Troppo presto. I comportamenti adolescenziali tendono a essere sempre più precoci
Dopo la baby adolescenza e l’adolescenza simulata, i giovani si trovano ad affrontare il mondo delle responsabilità senza essere preparati.
L’età adolescenziale è sempre più l’espressione delle molte contraddizioni del nostro tempo. Si manifesta con una parabola assai singolare rispetto al passato.
I comportamenti adolescenziali, infatti, tendono a essere sempre più precoci. Già alla fine della scuola primaria molti dei nostri figli assumono pose che non apparterrebbero ancora alla loro età. Si è già teen ager a 10 anni, soprattutto nei Paesi del benessere.
Colpa della tv? O forse degli smartphone? O di noi educatori?

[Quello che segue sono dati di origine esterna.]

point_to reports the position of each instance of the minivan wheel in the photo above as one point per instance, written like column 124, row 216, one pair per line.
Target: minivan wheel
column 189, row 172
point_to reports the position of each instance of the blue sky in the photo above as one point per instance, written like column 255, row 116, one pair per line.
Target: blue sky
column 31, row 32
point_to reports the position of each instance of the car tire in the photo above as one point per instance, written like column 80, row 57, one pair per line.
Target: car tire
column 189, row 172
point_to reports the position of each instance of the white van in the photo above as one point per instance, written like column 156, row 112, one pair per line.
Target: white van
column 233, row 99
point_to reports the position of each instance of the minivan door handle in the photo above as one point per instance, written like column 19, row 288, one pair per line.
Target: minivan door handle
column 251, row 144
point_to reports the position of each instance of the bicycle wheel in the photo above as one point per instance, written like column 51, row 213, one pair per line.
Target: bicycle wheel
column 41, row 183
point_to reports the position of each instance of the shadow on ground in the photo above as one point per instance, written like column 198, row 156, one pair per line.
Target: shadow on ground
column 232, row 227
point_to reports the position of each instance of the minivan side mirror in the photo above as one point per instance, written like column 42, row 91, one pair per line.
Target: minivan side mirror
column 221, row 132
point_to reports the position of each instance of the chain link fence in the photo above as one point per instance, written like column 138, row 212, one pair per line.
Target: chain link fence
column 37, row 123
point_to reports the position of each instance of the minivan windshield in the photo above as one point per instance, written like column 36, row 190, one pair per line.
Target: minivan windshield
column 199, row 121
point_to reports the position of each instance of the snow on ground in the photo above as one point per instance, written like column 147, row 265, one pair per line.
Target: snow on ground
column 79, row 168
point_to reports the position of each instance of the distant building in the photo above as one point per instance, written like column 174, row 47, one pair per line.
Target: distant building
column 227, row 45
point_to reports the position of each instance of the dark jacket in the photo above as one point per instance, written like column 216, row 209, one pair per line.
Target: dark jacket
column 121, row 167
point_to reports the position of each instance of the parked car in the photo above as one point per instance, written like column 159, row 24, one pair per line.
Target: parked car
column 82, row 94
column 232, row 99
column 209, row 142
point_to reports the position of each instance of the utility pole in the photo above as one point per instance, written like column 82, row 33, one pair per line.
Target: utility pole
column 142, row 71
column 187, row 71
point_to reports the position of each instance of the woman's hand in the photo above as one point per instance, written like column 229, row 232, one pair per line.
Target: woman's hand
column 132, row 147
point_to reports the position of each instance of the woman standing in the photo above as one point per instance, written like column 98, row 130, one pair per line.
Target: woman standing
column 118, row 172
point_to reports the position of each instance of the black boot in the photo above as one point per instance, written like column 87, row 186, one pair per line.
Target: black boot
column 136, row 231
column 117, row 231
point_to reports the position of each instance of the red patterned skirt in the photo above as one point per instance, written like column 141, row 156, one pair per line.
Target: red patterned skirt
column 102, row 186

E’ interessante osservare come nella nostra società si parli moltissimo di infanzia, soprattutto in termini di accudimento (scelte alimentari, ritmi del sonno, cure) e socializzazione. Della crescita interiore dei bambini invece si parla poco o non adeguatamente, ovvero in genere è la scuola a parlarne come se la pedagogia fosse esclusivo appannaggio di maestri ed educatori. Maggiore spazio, però, si tende a dare alla psicologia più che altro in termini di “sostegno” e “soccorso”.
L’adolescenza, quindi, brucia le tappe e, nello stesso tempo, tarda a congedarsi rispetto alle generazioni precedenti. In alcuni casi, non si congeda mai.
La precocizzazione dell’adolescenza è dovuta a vari fattori: migliore alimentazione a base proteica, attività sportiva più intensa e, non ultima, la spinta di un mercato rapace che individua subito negli adolescenti in erba un target ghiotto. Così i miniadolescenti si trovano presto catapultati nel mondo privo di filtri degli adulti. Subiscono una sorta di acquisizione accelerata dei contenuti, anche di quelli più “scabrosi”. Il risultato è inevitabilmente la crisi identitaria, la cui naturale risoluzione non viene consentita perché ai baby adolescenti viene sottratta il più possibile la parte esperienziale della vita. Sono “troppo piccoli” per affrontare le asperità. L’adolescenza per molti anni non è altro che un travestimento, quindi. Il rischio è che lo resti per sempre.
Tra genitori e figli si sviluppa presto una sorta di affrancamento schizofrenico. Da un lato si concedono libertà impensabili fino a pochi anni fa, dall’altro si esercita nei confronti dei figli un tutoraggio sine die con conseguente rapporto di dipendenza permanente.
Nella testa dei genitori è chiaro il concetto che “fuori” ci sia “un mondo brutto e violento”, perciò si tende a simulare un’adolescenza anche eccessiva che però raramente si misura davvero con la realtà.
Dopo la baby adolescenza e l’adolescenza simulata, i giovani (privi di significative esperienze personali) si trovano ad affrontare il mondo delle responsabilità senza essere stati adeguatamente preparati. Sviluppano quindi nevrosi, fobie o, nella migliore delle ipotesi, tendono a procrastinare le scelte importanti della crescita.
Gli esperti ricordano quanto sia necessario durante l’infanzia e l’adolescenza dare spazio ai figli per renderli sempre più indipendenti. L’estate, ad esempio, può essere un tempo propizio per nuove esperienze formative.
Importante che trovino un impegno, un lavoretto. I centri estivi possono offrire delle belle opportunità di crescita agli adolescenti, o anche lo sport e il volontariato. L’insidia più grande è proprio in casa, dove i giovani tendono a isolarsi con tablet, computer e cellulari.
Certo, oggi, essere genitori ed educatori non è semplice: il tempo è poco, siamo bombardati da messaggi fuorvianti e c’è sempre più carenza (o ambiguità) affettiva nelle nostre relazioni. Per educare i proprio figli all’autonomia è fondamentale una task force tra famiglia, scuola e gli altri enti. L’ideale sarebbe disinnescare questo processo inverso e contraddittorio che precocizza l’adolescenza e procrastina in maniera deleteria l’età adulta. La comunicazione tra gli attori di questo processo dovrebbe essere aperta, ricettiva e critica. Soltanto così si potrà davvero far maturare i nostri giovani e prepararli ad affrontare il loro futuro con serenità.